Under Section 27(3) outlines that a person infringes a trademark which is well known in
Singapore if without the consent of the proprietor of the trademark, he uses in the course
of trade a sign which is identical with or similar to the trademark, in relation to goods or
services which are not similar to those for which the trademark is registered, the use of the
trademark in relation to those goods or services would indicate a connection between those
goods or service and the proprietor, the use of the trademark in relation to those goods or
services would indicate there exists likelihood of confusion on the part of the public because
of such use, and the interests of the proprietor are likely to be damages by such use.
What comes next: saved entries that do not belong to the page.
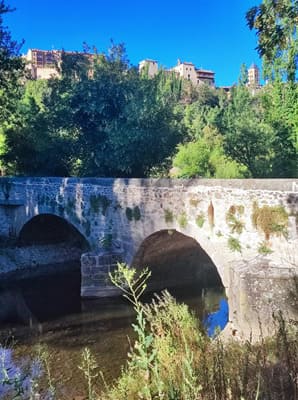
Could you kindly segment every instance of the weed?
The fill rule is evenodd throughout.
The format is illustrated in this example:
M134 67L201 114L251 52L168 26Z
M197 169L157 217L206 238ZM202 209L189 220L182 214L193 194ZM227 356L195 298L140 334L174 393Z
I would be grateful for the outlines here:
M270 235L287 236L288 213L282 206L259 207L256 202L253 204L252 223L256 229L260 229L265 234L265 240L270 239Z
M96 372L98 368L97 362L91 351L85 347L82 351L82 362L79 365L79 369L83 372L84 378L87 383L87 399L88 400L96 400L97 396L94 389L94 380L99 376L99 373Z
M91 194L89 198L90 202L90 208L94 214L98 214L99 210L101 210L101 213L103 216L106 215L107 209L109 208L111 204L111 200L107 198L107 196L101 195L101 194Z
M113 235L112 233L106 233L101 239L100 244L103 249L109 250L113 245Z
M186 216L186 212L183 211L183 213L181 213L178 218L177 218L178 224L180 226L180 228L186 228L187 227L187 216Z
M228 247L232 251L239 251L241 253L241 244L237 238L230 236L228 239Z
M165 222L167 224L172 223L174 221L173 212L171 210L165 209L164 216L165 216Z
M199 228L202 228L205 223L205 216L203 213L200 213L196 217L196 224L198 225Z
M226 222L231 229L231 233L238 233L240 235L244 229L244 222L240 219L244 213L244 206L232 205L226 213Z
M141 219L141 211L139 206L135 206L134 208L126 207L125 214L128 221L139 221Z
M266 242L262 242L259 244L258 253L262 255L268 255L273 253L273 251L270 249Z

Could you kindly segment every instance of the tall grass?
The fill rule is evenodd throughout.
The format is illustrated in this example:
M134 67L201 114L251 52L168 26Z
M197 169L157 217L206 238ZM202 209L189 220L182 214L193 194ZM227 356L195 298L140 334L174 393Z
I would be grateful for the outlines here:
M211 340L184 304L168 292L140 301L148 276L123 264L112 281L133 299L137 340L128 362L101 400L297 400L298 329L276 315L276 333L251 341ZM128 295L130 292L130 295Z

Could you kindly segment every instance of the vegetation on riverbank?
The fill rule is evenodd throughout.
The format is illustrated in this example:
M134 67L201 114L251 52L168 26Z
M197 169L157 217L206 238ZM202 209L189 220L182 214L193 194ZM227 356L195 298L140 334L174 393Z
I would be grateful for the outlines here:
M121 264L113 274L114 284L135 308L136 341L112 385L105 383L91 352L83 350L82 361L74 368L85 377L86 399L297 399L298 327L293 321L286 324L282 315L276 315L275 335L270 339L260 336L255 344L234 339L223 342L220 336L210 339L187 306L178 304L169 293L156 296L151 304L142 303L140 296L149 275L147 270L137 273ZM6 393L7 399L62 398L59 388L63 382L54 382L52 377L58 361L45 348L38 349L32 363L18 368L7 350L0 353L0 362L0 393Z

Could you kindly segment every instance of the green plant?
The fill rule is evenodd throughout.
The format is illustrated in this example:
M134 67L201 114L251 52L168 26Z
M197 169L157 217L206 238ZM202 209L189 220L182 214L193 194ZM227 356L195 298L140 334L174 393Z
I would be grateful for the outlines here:
M87 399L96 400L97 395L94 389L94 380L99 376L99 373L96 372L98 365L90 349L87 347L82 351L82 362L79 365L79 369L83 372L87 382Z
M205 216L203 213L200 213L196 217L196 224L198 225L199 228L202 228L205 223Z
M241 244L239 239L230 236L228 239L228 247L232 251L239 251L241 253Z
M270 249L266 242L262 242L259 244L258 253L262 255L268 255L273 253L273 251Z
M139 206L135 206L134 208L126 207L125 214L129 221L132 221L133 219L135 221L139 221L141 219L141 211Z
M132 210L132 215L135 221L139 221L141 219L141 211L139 206L135 206Z
M244 213L244 206L232 205L226 213L226 222L231 229L231 233L242 233L244 229L244 222L240 219L240 216Z
M270 235L287 236L288 213L283 206L259 207L256 202L253 204L252 223L256 229L264 232L265 240Z
M112 233L105 233L104 236L100 240L100 244L103 249L109 250L113 244L113 235Z
M187 227L187 216L186 216L186 212L183 211L183 213L181 213L178 218L178 224L180 226L180 228L186 228Z
M174 221L173 212L171 210L165 209L164 210L165 221L167 224Z
M107 209L111 204L111 200L107 198L107 196L101 194L91 194L89 198L90 208L94 214L98 214L101 209L101 213L103 216L106 215Z
M53 355L50 354L46 345L37 346L37 355L45 370L47 386L49 388L49 398L54 399L56 395L56 386L52 377Z
M110 274L135 308L137 340L127 367L104 399L196 399L201 385L193 349L202 345L203 335L187 306L178 304L168 292L156 295L151 304L140 301L149 276L148 269L138 273L119 263Z
M128 219L128 221L132 221L133 213L132 213L132 209L130 207L126 207L125 214L126 214L126 218Z

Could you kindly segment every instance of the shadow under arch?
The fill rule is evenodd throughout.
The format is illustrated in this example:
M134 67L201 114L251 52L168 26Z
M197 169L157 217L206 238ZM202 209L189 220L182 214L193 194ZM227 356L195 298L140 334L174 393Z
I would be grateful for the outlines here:
M66 219L55 214L39 214L21 228L18 246L68 243L71 247L89 250L87 239Z
M148 267L153 289L195 284L200 288L223 287L216 265L193 238L176 230L148 236L133 258L136 268Z
M176 230L160 230L139 247L133 266L148 267L148 291L169 289L186 302L203 322L208 335L224 329L229 307L216 265L193 238Z

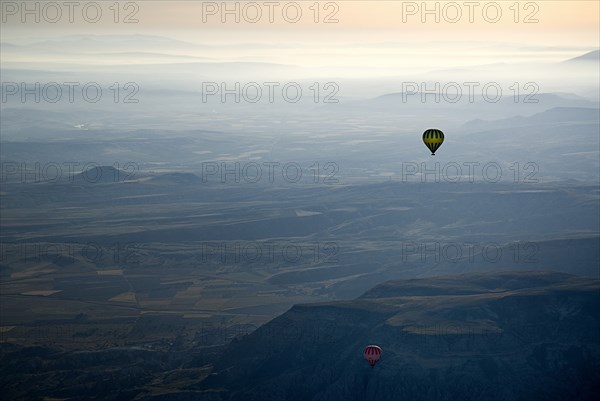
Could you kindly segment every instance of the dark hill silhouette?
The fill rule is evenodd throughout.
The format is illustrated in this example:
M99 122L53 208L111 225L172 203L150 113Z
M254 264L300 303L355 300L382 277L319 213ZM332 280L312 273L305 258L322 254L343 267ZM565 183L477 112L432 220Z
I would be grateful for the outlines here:
M294 306L232 344L197 390L226 400L591 400L599 290L553 272L390 281L353 301ZM370 343L383 348L374 369L361 354Z
M88 184L123 182L130 175L130 172L114 168L113 166L95 166L76 174L75 182Z
M149 182L152 184L185 185L202 184L202 179L192 173L174 172L153 176Z

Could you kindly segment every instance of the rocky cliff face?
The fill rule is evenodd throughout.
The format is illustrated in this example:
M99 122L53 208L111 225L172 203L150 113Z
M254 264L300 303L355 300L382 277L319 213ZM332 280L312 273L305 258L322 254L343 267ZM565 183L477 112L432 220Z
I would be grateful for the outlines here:
M598 281L546 272L390 281L293 307L195 387L228 400L591 400L599 295Z

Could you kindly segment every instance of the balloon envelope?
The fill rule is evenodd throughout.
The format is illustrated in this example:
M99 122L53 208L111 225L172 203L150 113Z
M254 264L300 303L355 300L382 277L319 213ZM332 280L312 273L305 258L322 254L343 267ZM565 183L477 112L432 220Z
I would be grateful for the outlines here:
M431 155L435 155L435 151L438 150L442 143L444 142L444 133L439 129L428 129L423 132L423 142L425 146L431 150Z
M371 367L375 366L379 358L381 358L381 348L377 345L367 345L363 352L363 356L369 362Z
Since
Sweet Secrets has been in operation since 1985 and is a well-established cake shop, using
the trade mark Sweetest Secrets may cause the public to form a connection between the 2
shops and get misguided and confused. As such, this likelihood of confusion on the part of
the public will cause the interests of Sweet Secrets to be damaged by such use. Hence,
Sweet Secrets can sue Sweetest Secrets for infringement of trademarks and seek an
injunction, obtain damages and account for profits made, by virtue of Section 31 of TMA.

In conclusion, Sweet Secrets is able to seek an injunction against Sweetest Secrets
registered trademarks for breach of sections 7(1), 7(4) and 27(3) of TMA and therefore can
obtain damages and account for profits made.